The observed absence of knowledge capital spillover significance may relate to several aspects of our research design. First, patent applications are a weak proxy for knowledge capital, and the effects of nonpatentable knowledge might be quite sizeable (Griliches 1990). Moreover, some patents involve mere upgrades of existing ones and per se their growth effects are less significant than those of patents of a more revolutionary nature. Third, royalty payments hamper the diffusion of patented knowledge.

6 Robustness checks

We subjected our results to various robustness checks. First, we examined alternative measures of income inequality. For this purpose, we employed the upper-lower-quintile ratio of income distribution. We also reproduced the model estimations for an alternative specification of spatial weight matrix W, namely based on the five nearest neighbors. The results are shown in Table 5.

Table 5 Estimation results: SDM/SDEM without FE, MLE

Finally, we checked the robustness of the results for an alternative specification of the model, namely the SDM, with spatial autocorrelation in the dependent variable. Furthermore, we tested the model for the significance of spatial and time-fixed effects, yet the results remain unchanged. Since the disparity between the pseudo R2 and adjusted pseudo R2 is small in all of our estimations, we may relax on the inclusion of two-way fixed effects.
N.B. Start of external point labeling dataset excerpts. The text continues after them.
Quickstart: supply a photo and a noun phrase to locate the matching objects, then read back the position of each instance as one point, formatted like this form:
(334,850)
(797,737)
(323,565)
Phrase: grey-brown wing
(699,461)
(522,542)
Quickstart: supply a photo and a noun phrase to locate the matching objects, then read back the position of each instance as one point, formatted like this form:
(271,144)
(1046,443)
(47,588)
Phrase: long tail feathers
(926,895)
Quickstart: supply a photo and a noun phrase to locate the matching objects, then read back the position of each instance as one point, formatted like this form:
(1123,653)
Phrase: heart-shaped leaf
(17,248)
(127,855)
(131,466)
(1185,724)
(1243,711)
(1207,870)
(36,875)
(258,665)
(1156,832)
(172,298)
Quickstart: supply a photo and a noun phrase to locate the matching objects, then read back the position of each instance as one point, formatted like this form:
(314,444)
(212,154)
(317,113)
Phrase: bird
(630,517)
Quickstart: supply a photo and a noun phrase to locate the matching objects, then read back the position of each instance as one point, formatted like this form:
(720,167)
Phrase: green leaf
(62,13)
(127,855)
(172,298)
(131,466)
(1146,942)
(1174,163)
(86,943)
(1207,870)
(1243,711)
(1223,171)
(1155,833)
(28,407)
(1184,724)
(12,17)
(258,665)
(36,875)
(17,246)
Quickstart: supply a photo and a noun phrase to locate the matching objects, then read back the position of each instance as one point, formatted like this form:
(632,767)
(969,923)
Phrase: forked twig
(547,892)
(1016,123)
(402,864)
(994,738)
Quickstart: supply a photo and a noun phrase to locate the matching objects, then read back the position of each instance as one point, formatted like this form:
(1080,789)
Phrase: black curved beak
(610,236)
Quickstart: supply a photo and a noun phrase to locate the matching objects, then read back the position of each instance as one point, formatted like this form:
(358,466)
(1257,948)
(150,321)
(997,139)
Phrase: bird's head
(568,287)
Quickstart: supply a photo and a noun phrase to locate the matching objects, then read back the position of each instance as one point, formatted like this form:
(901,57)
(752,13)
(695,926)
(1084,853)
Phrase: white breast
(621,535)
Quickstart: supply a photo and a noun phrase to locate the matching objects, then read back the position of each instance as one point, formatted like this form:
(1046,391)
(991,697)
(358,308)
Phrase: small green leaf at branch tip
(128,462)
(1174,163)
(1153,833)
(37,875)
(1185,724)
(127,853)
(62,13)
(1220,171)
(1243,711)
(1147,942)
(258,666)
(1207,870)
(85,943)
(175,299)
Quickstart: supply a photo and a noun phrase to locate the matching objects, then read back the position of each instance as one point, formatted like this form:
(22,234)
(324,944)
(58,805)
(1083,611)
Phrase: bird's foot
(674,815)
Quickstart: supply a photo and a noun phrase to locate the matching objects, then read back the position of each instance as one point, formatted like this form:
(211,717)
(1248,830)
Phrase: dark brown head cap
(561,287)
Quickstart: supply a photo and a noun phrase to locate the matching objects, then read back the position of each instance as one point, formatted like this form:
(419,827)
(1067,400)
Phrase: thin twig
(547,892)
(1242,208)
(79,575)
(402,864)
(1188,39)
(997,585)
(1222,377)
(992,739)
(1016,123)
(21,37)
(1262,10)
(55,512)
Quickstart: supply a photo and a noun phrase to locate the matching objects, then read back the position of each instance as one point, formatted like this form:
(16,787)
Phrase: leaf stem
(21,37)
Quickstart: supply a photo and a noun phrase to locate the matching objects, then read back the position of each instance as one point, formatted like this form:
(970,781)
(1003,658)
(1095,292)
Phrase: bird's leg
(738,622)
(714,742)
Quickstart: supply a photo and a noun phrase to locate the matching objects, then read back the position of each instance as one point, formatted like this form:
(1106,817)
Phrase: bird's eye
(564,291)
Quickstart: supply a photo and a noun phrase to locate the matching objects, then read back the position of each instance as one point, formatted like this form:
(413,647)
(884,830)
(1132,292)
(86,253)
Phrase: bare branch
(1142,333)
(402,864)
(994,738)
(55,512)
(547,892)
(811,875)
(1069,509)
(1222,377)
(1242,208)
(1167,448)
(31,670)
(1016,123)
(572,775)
Table 6 demonstrates the robustness of the model estimations to alternative proxies of human capital, income inequality, and physical capital. In terms of human capital, we employed the share of the working age population with a tertiary education (in the EU, tertiary education is coded as ISCED 5–6). For physical capital, we included investment flows in Euros published in the Cambridge Econometrics database. The estimated elasticities are again similar as shown in Table 6.

Table 6 Estimation of direct and indirect effects in the SDEM

7 Concluding remarks

Using the welfare-adjusted production function, this paper estimates the marginal effects of income inequality on output growth in European countries. Since the literature fails to speak univocally on the issue, the study explores some recent evidence of strong spatial autocorrelation in income inequality and of other growth determinants and employs an SDEM for 2005 to 2013 to explicitly account for spatial dependence in the examined dataset. The results lend support to the presence of adverse effects of income inequality on local growth and yet suggest strong effects of growth elasticity on cross-border income inequality. It appears that declining income inequality at proximity prompts the cross-border mobility of skilled populations and leads to output yields. Similar yet lesser effects can be achieved for contracting unemployment or physical capital in the neighborhood.

Our results might contribute to the current debate on the impacts of European cohesion policy. Since local within-country income inequalities hamper growth, cohesion represents a necessary tool for balancing past of growth across Europe. By failing to do so, concentration patterns may strengthen and rule out already lagging countries with what may feed populism and critically affect public backlash against integration (Rodriguez-Pose 2018).